One concern several alderpersons raised was potential political advertising or “questionable” advertising. Mark Rausch of Clear Channel assured his company would not allow such advertising and that it would not allow issue advocacy advertisements, but that doesn’t mean another company would abide by a similar decency policy.
“It’s one thing that Clear Channel and us are on the same page and they are willing to follow through on their own standards which we agree with,” City Attorney Roger Pyzyk said. “But it’s another thing if a competitor comes in and says we don’t think the same way as Clear Channel. We have our own standards.”

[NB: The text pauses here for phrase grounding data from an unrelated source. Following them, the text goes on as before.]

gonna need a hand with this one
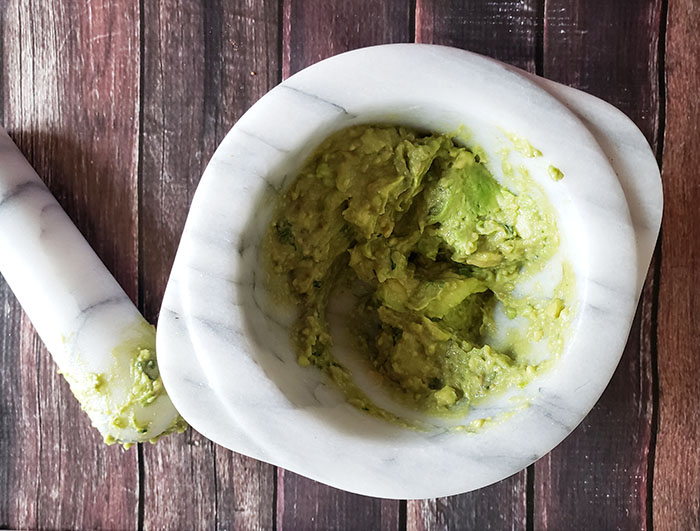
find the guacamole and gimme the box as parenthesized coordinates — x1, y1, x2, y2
(263, 125, 572, 418)
(61, 321, 187, 446)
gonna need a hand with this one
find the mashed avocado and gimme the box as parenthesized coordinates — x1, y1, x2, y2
(61, 321, 187, 446)
(264, 125, 572, 418)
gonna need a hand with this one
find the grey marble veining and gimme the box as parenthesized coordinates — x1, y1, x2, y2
(156, 44, 662, 498)
(0, 128, 180, 444)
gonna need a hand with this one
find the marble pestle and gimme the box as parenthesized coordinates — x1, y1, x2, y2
(0, 127, 183, 445)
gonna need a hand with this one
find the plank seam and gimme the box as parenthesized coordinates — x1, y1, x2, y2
(277, 0, 284, 83)
(213, 446, 219, 530)
(535, 0, 545, 77)
(527, 465, 535, 531)
(646, 1, 669, 528)
(34, 338, 41, 528)
(137, 444, 145, 531)
(137, 0, 146, 527)
(272, 470, 278, 531)
(136, 0, 146, 313)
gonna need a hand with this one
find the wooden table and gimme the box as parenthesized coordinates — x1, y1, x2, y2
(0, 0, 695, 529)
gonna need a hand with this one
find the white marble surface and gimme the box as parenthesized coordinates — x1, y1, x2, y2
(0, 127, 180, 444)
(157, 44, 662, 498)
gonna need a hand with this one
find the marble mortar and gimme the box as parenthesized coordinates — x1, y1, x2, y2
(156, 44, 662, 499)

Alderperson Karl Kastner, who has had concerns about city billboard advertising in the past, cast the only dissenting vote. He doesn’t want to see these mini-billboards or signs popping up at every possible location.
“I don’t like the can of worms we’re opening up here,” Kastner said. “It could get uglier than this. … I can’t see us selling out the city for advertising.”
Kastner also asked why the city wouldn’t go out for bids for such a sign, instead of simply handing the agreement to Clear Channel, which the city has an established relationship. The I-894 digital billboard located in the Division of Public Works yard is Clear Channel’s.
Clear Channel’s Community Center sign proposal has to go back in front of the Park and Recreation Board and return to the Common Council for approval.
“I guess I feel there is some sense of ownership,” Rausch said. “We did put the whole thing together at the request of the city, and now you say you want to take what we put together and shop it around to our competitors?”